Gramophone
Jed Distler
December 1, 2009

John Cage’s 1951 Sixteen Dances was constructed by using a table of 64 different sounds arranged into eight rows of eight columns. Only one of the sounds could appear at any point in the piece. The chart’s contents gradually change as the piece progresses, as the sounds are grouped into musical phrases. Sometimes the music is as spiky and pointillistic as Webern, yet other times repeated melodic fragments bubble up to the surface, only to dissipate just as your inner ear assumes that rhythmic groove might transpire.

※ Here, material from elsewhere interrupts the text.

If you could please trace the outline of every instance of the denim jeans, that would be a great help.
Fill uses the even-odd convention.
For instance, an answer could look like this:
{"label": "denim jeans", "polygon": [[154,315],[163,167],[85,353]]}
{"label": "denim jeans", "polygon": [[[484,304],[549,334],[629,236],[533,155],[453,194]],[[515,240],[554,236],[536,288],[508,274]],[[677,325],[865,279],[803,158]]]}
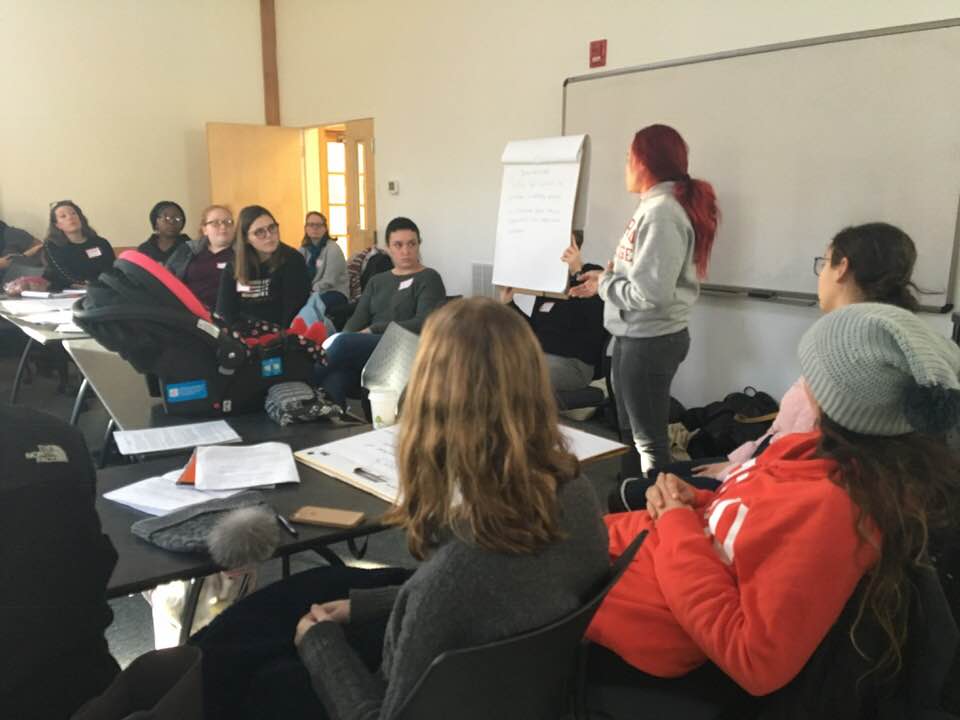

However, if sensitive performers take the time and trouble to transform such seemingly disconnected gestures into clear foreground/background textures with carefully scaled dynamics, genuine drama and long-lined logic emerge.

The Boston Modern Orchestra Project players and conductor Gil Rose understand this. Their deft and refined chamber-like interaction truly speaks via this recording’s realistic concert-hall perspective. The interpretation differs from the more shapely impact that Paul Zukofsky’s closely miked recording offers, and generally benefits from faster tempi. While Ingo Metzmacher and Ensemble Modern offer the best of both worlds, their RCA traversal remains in catalog limbo. Still, Rose and BMOP serve John Cage’s undervalued brilliance as an orchestrator with the utmost care and conviction.